If you can commute, you should. The benefits are enormous, and there's really little downside.
I kind of fell into commuting. Our team ride leaves the shop at 6:15pm in September, and at 6:00pm in October. In order to make the ride, I began riding my bike to the office so I could go straight to the shop from work. This also meant I had to wear my kit. After a few weeks of doing this I realized, hey, this doesn't take any extra time than driving, and instead of sitting in a car I'm out on my bike! So I began doing it more regularly, and then started doing it everyday.
One thing I did incorrectly was gauging the effect of all these extra miles on my fatigue. I was still training hard at group and team rides during the week and on the weekend, and I was commuting at a tempo pace into order to get a workout in.
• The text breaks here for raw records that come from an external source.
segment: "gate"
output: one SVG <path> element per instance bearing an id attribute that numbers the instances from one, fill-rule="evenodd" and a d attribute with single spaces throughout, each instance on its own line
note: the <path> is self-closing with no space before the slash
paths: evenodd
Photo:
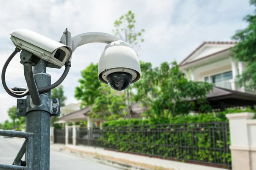
<path id="1" fill-rule="evenodd" d="M 54 143 L 65 144 L 65 129 L 54 130 Z"/>

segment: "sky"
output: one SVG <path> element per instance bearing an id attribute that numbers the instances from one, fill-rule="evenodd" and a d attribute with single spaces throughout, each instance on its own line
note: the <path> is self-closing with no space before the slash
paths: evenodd
<path id="1" fill-rule="evenodd" d="M 9 34 L 25 28 L 58 41 L 66 28 L 72 36 L 87 32 L 112 34 L 116 19 L 131 10 L 136 28 L 145 29 L 140 60 L 154 66 L 165 61 L 178 62 L 204 41 L 229 41 L 236 30 L 245 28 L 242 20 L 253 6 L 245 0 L 1 0 L 0 6 L 0 73 L 15 49 Z M 94 43 L 79 47 L 72 67 L 62 85 L 66 104 L 78 101 L 74 97 L 80 72 L 90 63 L 97 63 L 106 44 Z M 11 61 L 6 78 L 9 87 L 26 87 L 19 54 Z M 52 83 L 61 69 L 47 68 Z M 0 123 L 9 118 L 8 108 L 16 99 L 0 84 Z"/>

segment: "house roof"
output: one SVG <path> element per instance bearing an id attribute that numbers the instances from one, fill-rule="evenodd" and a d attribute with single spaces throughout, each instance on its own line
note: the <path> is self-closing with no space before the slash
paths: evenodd
<path id="1" fill-rule="evenodd" d="M 213 87 L 207 96 L 208 102 L 214 109 L 256 105 L 256 95 L 218 87 Z M 195 110 L 199 110 L 200 104 L 196 104 L 196 106 Z"/>
<path id="2" fill-rule="evenodd" d="M 212 90 L 207 95 L 207 98 L 208 101 L 230 98 L 254 101 L 256 104 L 256 95 L 218 87 L 214 87 Z"/>
<path id="3" fill-rule="evenodd" d="M 76 121 L 86 120 L 86 115 L 90 111 L 90 107 L 87 107 L 60 118 L 60 121 Z"/>
<path id="4" fill-rule="evenodd" d="M 189 58 L 190 58 L 194 54 L 195 54 L 197 52 L 198 52 L 200 49 L 202 48 L 204 46 L 207 44 L 216 44 L 216 45 L 235 45 L 237 43 L 235 41 L 204 41 L 203 42 L 201 45 L 200 45 L 198 47 L 195 49 L 192 52 L 191 52 L 189 55 L 188 55 L 183 60 L 180 62 L 179 65 L 180 66 L 184 65 L 189 63 L 191 63 L 192 62 L 195 62 L 202 59 L 205 58 L 206 58 L 209 57 L 214 55 L 216 54 L 219 53 L 221 52 L 223 52 L 227 50 L 230 50 L 232 47 L 228 48 L 226 49 L 224 49 L 224 50 L 221 50 L 221 51 L 218 51 L 216 52 L 214 52 L 213 53 L 209 55 L 207 55 L 205 56 L 203 56 L 200 58 L 199 58 L 197 60 L 195 60 L 193 61 L 191 61 L 190 62 L 189 62 L 188 63 L 185 63 L 185 61 L 187 61 Z"/>
<path id="5" fill-rule="evenodd" d="M 145 108 L 141 107 L 139 103 L 136 103 L 132 106 L 133 112 L 136 115 L 135 116 L 138 116 L 140 115 L 140 113 L 146 110 Z M 87 107 L 61 117 L 60 118 L 59 120 L 77 121 L 87 120 L 87 115 L 90 112 L 90 109 L 91 107 Z"/>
And it was also increasing my time on the bike per week by about 5-8 hours.
So, I got pretty tired.
Eventually my body adapted to take on the extra mileage, and I also made sure to ride at a recovery pace more of the time while commuting. But I really went at it too hard to start.
Otherwise, treat it like you would any other ride - when you need to do intervals, do them, and vary your route so that you can have longer days, hillier days, etc.
With an infant at home, commuting has become a more crucial part of my routine, as well as early morning rides. I really think commuting can give a lot of racers who have limited training time substantial extra amounts of time.